Conteúdo
- 1 Os Fundadores da MPB
- 2 Artistas que Marcaram a Década de 60
- 3 MPB e sua Relação com o Samba
- 4 Influências do Jazz na MPB
- 5 As Mulheres na MPB: Vozes Poderosas
- 6 Os Novos Talentos da MPB
- 7 A Evolução da MPB nos Anos 80
- 8 Artistas Contemporâneos da MPB
- 9 A Internacionalização da MPB
- 10 Legado e Futuro da MPB
Os Fundadores da MPB
A expressão principais artistas da MPB costuma começar por nomes que ajudaram a dar forma ao gênero. A MPB não nasceu de um único golpe, nem de uma regra fechada. Ela foi se organizando aos poucos, com base em música popular, diálogo com o samba, uso forte da poesia e abertura para novas influências. Nesse caminho, alguns artistas viraram referência por unir letra bem escrita, harmonia rica e identidade brasileira.

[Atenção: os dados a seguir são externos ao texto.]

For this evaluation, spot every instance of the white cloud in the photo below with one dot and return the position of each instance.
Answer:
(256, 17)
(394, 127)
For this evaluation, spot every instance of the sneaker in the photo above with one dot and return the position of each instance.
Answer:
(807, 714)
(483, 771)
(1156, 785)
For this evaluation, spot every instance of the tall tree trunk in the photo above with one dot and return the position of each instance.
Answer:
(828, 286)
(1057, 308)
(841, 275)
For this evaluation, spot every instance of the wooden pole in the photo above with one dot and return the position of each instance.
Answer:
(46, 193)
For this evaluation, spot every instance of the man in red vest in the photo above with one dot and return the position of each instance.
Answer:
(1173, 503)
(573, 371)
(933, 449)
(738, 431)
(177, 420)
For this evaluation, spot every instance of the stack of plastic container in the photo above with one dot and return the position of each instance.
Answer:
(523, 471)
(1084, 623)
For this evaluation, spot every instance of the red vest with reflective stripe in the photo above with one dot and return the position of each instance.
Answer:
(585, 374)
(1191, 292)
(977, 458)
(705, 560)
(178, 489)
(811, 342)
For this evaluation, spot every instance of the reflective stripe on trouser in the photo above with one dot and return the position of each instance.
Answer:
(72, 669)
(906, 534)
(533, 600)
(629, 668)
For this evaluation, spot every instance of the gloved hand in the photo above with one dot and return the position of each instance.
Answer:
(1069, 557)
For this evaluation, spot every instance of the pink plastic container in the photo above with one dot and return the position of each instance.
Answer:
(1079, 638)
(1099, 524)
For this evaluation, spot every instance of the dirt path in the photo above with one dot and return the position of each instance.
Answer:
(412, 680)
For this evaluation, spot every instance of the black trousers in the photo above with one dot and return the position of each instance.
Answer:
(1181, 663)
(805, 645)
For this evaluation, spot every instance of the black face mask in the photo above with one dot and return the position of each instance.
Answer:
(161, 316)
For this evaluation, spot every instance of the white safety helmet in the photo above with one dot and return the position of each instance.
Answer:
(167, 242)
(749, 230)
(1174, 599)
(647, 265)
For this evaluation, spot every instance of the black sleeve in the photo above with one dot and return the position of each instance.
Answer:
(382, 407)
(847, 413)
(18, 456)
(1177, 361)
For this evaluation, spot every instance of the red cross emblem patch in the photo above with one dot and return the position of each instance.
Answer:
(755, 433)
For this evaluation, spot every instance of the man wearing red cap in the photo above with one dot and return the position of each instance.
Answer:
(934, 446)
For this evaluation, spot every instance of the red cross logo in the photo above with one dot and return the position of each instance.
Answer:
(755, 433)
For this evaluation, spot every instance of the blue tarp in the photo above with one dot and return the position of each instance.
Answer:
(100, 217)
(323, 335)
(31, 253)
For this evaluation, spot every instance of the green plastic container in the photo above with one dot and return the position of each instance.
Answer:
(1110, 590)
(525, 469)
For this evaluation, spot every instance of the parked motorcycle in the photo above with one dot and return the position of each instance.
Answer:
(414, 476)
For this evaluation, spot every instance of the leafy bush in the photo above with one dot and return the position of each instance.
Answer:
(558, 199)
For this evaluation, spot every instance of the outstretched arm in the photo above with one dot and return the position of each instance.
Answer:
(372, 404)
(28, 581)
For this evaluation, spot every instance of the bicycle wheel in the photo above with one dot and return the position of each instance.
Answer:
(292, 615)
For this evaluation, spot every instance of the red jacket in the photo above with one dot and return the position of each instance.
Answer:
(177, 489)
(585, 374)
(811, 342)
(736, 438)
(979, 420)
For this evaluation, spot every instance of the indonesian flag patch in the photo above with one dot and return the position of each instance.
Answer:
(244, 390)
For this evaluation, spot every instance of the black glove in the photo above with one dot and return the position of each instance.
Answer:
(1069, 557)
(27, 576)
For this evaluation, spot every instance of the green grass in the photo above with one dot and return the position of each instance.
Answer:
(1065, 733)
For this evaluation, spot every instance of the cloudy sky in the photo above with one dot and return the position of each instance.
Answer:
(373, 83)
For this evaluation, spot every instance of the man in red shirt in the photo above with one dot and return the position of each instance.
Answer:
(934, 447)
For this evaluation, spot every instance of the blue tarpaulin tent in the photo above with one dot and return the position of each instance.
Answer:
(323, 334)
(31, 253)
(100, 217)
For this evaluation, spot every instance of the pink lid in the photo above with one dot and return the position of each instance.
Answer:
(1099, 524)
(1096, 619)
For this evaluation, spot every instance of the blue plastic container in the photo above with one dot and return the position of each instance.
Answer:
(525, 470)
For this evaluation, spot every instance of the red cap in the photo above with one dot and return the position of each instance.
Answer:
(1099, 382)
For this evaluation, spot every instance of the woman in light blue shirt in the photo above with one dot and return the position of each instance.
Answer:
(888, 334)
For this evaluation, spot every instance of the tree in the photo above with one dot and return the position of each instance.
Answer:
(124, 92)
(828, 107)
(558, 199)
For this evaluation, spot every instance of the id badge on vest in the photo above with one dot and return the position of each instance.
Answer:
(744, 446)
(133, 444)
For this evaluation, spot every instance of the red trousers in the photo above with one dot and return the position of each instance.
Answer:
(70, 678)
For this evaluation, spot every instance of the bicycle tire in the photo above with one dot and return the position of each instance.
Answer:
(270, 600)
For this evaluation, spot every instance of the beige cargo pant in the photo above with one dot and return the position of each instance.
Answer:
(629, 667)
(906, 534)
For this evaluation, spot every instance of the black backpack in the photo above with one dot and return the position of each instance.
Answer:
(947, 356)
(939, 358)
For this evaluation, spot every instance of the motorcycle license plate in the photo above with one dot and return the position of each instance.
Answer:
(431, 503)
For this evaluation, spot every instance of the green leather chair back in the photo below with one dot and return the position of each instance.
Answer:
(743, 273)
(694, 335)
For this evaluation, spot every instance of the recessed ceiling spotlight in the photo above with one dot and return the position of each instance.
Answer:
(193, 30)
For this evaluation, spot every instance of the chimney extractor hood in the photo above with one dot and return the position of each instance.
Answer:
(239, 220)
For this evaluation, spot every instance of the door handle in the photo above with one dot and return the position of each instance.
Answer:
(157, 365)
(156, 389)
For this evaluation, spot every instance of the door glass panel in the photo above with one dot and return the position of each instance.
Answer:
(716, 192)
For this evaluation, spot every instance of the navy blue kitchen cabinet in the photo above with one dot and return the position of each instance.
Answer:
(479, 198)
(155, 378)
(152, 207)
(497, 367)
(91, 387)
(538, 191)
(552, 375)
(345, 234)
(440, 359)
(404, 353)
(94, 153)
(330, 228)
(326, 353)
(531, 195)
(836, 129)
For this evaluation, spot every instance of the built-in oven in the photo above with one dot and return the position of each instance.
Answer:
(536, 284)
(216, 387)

Entre os fundadores mais lembrados, Caetano Veloso e Gilberto Gil ocupam lugar central. Ambos ajudaram a ampliar a ideia de MPB, trazendo liberdade criativa e mistura de estilos. Caetano ficou marcado pela força poética e pela visão crítica sobre cultura. Gil uniu raiz, experimentação e ritmo com grande naturalidade. Os dois mostraram que a música popular podia ser fina, inventiva e política ao mesmo tempo.

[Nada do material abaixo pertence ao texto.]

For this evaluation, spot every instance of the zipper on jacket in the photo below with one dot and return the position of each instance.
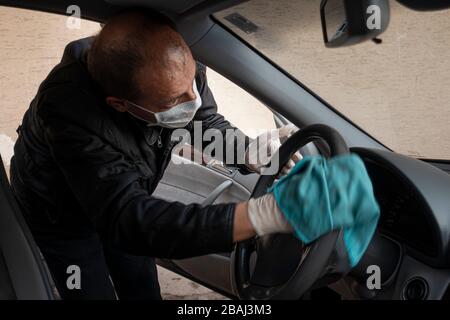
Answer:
(159, 139)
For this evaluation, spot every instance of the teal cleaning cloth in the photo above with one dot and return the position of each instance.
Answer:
(320, 195)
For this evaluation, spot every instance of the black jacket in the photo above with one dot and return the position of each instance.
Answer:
(80, 167)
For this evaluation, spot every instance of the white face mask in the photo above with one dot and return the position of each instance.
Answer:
(176, 117)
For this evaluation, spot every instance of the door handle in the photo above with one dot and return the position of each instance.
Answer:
(221, 188)
(219, 166)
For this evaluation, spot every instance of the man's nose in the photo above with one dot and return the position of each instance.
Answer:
(191, 94)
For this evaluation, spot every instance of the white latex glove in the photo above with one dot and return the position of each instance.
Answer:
(266, 217)
(267, 144)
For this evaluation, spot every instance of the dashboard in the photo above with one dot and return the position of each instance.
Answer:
(412, 242)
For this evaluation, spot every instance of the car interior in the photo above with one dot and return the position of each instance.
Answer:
(411, 246)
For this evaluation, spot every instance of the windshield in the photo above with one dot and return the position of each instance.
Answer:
(397, 90)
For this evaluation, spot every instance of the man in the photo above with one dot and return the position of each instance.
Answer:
(93, 146)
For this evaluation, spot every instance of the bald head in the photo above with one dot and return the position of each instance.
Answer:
(139, 56)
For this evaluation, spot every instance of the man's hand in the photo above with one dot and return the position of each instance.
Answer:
(259, 216)
(267, 144)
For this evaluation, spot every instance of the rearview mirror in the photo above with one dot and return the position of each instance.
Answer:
(347, 22)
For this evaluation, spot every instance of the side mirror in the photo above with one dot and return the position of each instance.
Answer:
(347, 22)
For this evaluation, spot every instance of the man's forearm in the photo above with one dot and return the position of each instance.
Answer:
(242, 227)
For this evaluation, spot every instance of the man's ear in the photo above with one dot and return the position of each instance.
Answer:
(118, 104)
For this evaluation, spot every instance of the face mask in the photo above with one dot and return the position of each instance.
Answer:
(176, 117)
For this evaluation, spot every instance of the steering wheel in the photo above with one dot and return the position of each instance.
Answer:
(280, 266)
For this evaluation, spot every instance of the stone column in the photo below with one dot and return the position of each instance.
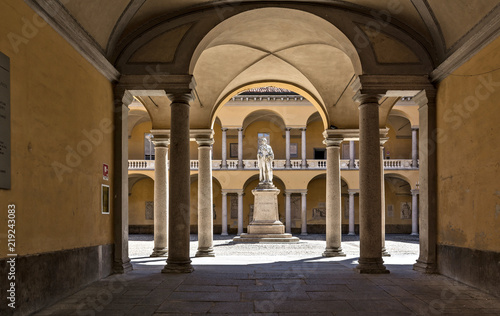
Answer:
(240, 212)
(240, 148)
(304, 148)
(224, 148)
(426, 261)
(370, 217)
(414, 212)
(287, 149)
(352, 231)
(288, 212)
(303, 201)
(205, 197)
(224, 213)
(333, 198)
(179, 200)
(161, 142)
(121, 262)
(414, 150)
(352, 156)
(383, 140)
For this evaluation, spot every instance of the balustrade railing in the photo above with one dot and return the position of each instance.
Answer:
(279, 164)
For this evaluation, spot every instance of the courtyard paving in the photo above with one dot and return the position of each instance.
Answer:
(277, 279)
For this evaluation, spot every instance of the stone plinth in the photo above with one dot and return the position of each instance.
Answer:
(266, 226)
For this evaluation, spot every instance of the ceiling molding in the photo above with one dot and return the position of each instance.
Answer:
(476, 39)
(127, 15)
(56, 15)
(424, 10)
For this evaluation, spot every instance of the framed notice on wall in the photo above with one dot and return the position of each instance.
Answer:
(4, 122)
(104, 199)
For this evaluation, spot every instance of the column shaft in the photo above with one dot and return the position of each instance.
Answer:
(224, 148)
(240, 148)
(385, 253)
(224, 213)
(179, 198)
(370, 194)
(160, 198)
(205, 199)
(303, 201)
(414, 212)
(351, 214)
(414, 150)
(333, 200)
(288, 213)
(427, 260)
(304, 149)
(120, 193)
(352, 156)
(287, 149)
(240, 213)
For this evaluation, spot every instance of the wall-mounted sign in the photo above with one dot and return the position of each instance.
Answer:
(4, 122)
(104, 199)
(105, 171)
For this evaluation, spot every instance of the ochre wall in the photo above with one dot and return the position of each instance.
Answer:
(136, 141)
(468, 153)
(56, 97)
(142, 191)
(396, 147)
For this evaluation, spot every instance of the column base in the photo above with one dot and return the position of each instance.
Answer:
(333, 252)
(178, 267)
(425, 267)
(159, 252)
(120, 267)
(371, 266)
(205, 252)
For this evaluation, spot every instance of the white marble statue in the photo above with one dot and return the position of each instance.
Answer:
(265, 158)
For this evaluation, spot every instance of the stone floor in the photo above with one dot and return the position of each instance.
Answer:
(284, 279)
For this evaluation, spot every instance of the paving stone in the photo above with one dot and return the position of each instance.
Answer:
(184, 307)
(204, 296)
(232, 307)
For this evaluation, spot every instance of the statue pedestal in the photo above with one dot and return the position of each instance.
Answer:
(266, 226)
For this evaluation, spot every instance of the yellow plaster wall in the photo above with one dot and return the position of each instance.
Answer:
(56, 97)
(398, 148)
(141, 192)
(468, 153)
(136, 141)
(250, 141)
(314, 138)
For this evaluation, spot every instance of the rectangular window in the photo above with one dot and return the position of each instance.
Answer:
(104, 199)
(233, 150)
(294, 150)
(263, 135)
(319, 153)
(149, 147)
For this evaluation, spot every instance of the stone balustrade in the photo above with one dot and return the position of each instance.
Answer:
(280, 164)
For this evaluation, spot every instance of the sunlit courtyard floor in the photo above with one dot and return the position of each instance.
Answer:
(277, 279)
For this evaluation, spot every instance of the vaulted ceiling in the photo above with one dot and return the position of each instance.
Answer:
(315, 48)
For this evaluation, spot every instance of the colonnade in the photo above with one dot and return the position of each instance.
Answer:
(224, 159)
(176, 190)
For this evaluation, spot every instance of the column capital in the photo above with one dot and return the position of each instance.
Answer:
(301, 191)
(180, 97)
(204, 137)
(161, 137)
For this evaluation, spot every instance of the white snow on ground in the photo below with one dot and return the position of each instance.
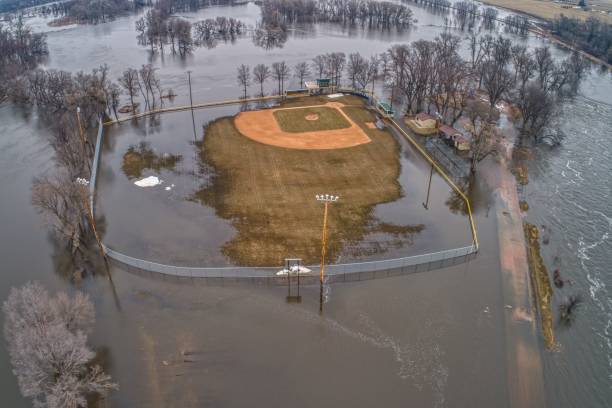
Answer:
(294, 270)
(150, 181)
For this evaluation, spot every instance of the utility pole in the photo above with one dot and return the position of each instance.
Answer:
(426, 203)
(190, 96)
(82, 134)
(83, 183)
(195, 138)
(326, 199)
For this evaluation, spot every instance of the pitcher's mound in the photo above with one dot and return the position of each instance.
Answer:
(302, 130)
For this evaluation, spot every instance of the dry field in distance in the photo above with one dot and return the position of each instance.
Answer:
(268, 192)
(549, 10)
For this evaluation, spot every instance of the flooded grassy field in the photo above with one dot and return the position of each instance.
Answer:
(432, 339)
(252, 204)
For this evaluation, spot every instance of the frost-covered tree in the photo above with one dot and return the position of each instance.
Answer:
(47, 344)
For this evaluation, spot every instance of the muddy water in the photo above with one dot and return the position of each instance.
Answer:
(432, 339)
(170, 226)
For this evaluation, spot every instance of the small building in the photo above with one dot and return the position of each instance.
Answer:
(423, 124)
(386, 109)
(454, 137)
(425, 120)
(319, 86)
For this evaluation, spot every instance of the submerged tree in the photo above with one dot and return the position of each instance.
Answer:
(481, 127)
(47, 344)
(244, 78)
(280, 72)
(261, 73)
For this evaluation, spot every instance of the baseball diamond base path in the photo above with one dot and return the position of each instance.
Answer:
(261, 126)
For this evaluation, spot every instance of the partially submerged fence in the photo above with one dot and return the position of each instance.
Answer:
(335, 273)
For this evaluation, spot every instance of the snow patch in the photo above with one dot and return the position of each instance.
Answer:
(150, 181)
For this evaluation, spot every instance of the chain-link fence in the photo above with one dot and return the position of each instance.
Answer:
(334, 273)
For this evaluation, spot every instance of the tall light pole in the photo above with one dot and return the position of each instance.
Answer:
(190, 97)
(81, 133)
(195, 138)
(325, 199)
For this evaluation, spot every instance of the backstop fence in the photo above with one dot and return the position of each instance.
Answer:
(334, 272)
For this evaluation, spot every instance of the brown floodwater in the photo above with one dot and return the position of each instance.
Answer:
(176, 223)
(430, 339)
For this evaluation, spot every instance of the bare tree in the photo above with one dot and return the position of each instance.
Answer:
(301, 70)
(280, 72)
(318, 65)
(355, 66)
(183, 36)
(261, 73)
(47, 344)
(244, 77)
(538, 107)
(481, 127)
(129, 82)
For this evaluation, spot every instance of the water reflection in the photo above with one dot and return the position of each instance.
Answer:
(142, 157)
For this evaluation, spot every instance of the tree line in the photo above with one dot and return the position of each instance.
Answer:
(158, 29)
(47, 344)
(366, 12)
(89, 11)
(592, 35)
(431, 76)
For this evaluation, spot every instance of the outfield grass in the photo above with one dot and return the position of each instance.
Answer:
(294, 120)
(268, 193)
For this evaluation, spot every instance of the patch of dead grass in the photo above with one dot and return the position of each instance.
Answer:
(268, 193)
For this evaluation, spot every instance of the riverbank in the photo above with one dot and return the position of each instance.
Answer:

Chico Buarque também é um nome essencial. Suas canções falam de amor, cidade, dor social e cotidiano com grande cuidado nas palavras. Ele se tornou uma das vozes mais respeitadas da música brasileira por dominar a forma da canção e por construir personagens vivos em seus versos. Sua obra é muito lembrada quando se fala em referências essenciais da MPB.

Milton Nascimento merece destaque pela voz única e pela capacidade de criar atmosferas intensas. Ao lado de compositores como Fernando Brant, ele ajudou a expandir o alcance artístico da MPB com melodias amplas e letras profundas. Seu trabalho mostra como a música brasileira pode ser ao mesmo tempo popular e sofisticada.
Também é importante citar Elis Regina, intérprete que elevou o nível de exigência vocal na MPB. Sua presença cênica, sua afinação e sua entrega emocional marcaram gerações. Embora nem sempre seja lembrada como compositora principal, sua interpretação foi decisiva para consolidar obras de muitos autores.
Esses nomes formam uma base forte para entender o gênero. Eles não apenas criaram canções marcantes, mas também definiram um modo de pensar a música como arte, identidade e discurso social.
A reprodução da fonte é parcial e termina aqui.